Beaucoup d’autres, moins spectaculaires et plus mesurés, restent inconnus. Nous en connaissons tous probablement un (Rappelez-vous : 1% de la population. Ça fait du monde...).

Face à un monstre de ce genre, la plupart des gens tombent dans le piège en supposant que son interlocuteur se soucie un tant soit peu des sentiments des autres. Au contraire, il joue là-dessus et mime la loyauté et l’amitié. Le commun des mortels a du mal à réaliser à quel point un psychopathe est différent.

Attention, ne pas confondre le psychopathe avec une autre espèce moins dangereuse qui fleurit dans les hiérarchies : le narcissique, qui transforme parfois son défaut en atout (Steve Jobs, Jack Welch, Andy Grove, Bill Gates... - rien que ça !), et dont le but, même égoïste, est plus « noble » (changer le monde, quel que soit l’avis des autres) et en tout cas n’est pas de manipuler et torturer autrui. Couplé avec un « obsédé de la productivité » (Steve Ballmer...), le narcissique peut faire merveille.

Le psychopathe se rencontre peu dans les fondateurs d’entreprise, car ce milieu convient mal à un parasite qui mise sur le court-terme ; il ne s’intéresse pas à l’entreprise - au contraire du narcissique qui s’y identifie et y est loyal.

Pour s’en préserver, les tests d’embauche sont un début, mais la vraie réponse est une culture d’ouverture et de confiance, surtout dans les périodes de changements. Les lois sur le harcèlement sont un outil, mais, plus que les Européens, les Américains sont handicapés par leur culture individualiste. Les Asiatiques sont moins touchés, de par leur culture du consensus (Remarque personnelle : Mao est un gros contre-exemple...) : la création d’un psychopathe est à moitié culturelle...

Fin du résumé-traduction.

Pour finir, j’ajouterai deux remarques :

  • Une, que je tiens de je ne sais où, notamment dans le contexte des détournements de fonds et des délits d’initiés : des gens assez intelligents pour gérer des entreprises gigantesques le seront aussi assez pour contourner tout moyen destiné à les garder, eux, sous contrôle.
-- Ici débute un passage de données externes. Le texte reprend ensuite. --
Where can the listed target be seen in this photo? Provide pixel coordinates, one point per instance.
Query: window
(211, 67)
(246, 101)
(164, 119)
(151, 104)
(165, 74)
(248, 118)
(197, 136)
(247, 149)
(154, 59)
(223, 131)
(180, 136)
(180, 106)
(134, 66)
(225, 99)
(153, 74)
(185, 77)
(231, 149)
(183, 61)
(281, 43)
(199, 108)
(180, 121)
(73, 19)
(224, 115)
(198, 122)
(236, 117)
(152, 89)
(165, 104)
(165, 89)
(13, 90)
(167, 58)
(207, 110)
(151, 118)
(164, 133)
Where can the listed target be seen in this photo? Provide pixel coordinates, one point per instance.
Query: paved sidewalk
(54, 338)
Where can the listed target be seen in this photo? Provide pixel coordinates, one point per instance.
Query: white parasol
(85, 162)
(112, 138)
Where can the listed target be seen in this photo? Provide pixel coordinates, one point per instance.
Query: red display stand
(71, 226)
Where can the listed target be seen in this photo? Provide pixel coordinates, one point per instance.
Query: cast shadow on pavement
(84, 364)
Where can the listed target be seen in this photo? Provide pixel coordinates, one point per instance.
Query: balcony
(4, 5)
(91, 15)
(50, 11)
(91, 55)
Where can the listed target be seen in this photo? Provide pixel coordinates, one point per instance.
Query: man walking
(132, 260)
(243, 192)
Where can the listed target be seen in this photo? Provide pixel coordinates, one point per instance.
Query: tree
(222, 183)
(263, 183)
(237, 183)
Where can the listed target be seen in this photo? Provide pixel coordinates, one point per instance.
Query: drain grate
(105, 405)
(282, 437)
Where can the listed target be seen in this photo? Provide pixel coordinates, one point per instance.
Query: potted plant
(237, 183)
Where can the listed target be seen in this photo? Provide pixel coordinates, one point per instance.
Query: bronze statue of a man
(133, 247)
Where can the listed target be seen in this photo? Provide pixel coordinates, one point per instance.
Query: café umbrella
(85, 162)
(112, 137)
Ceux au sommet ont donc une forte chance de « se sucrer » quel que soit le système. (Question de proportion aussi, certains aux bas échelons sont des champions de l’optimisation des notes de frais.)
  • D’autre part, l’empathie chute avec l’éloignement : si je suis un chef d’entreprise, j’aurai du mal à virer des gens avec lesquels je travaille ; si je suis l’actionnaire qui papillonne entre plusieurs entreprises sans côtoyer grand monde, moins ; si je suis le petit porteur qui a placé son argent là où il rapportait 0,1% de plus, je n’aurai aucun scrupule, surtout que mon action sera totalement indirecte.

Et pas besoin de chercher des tendances psychopathes dans ces deux phénomènes.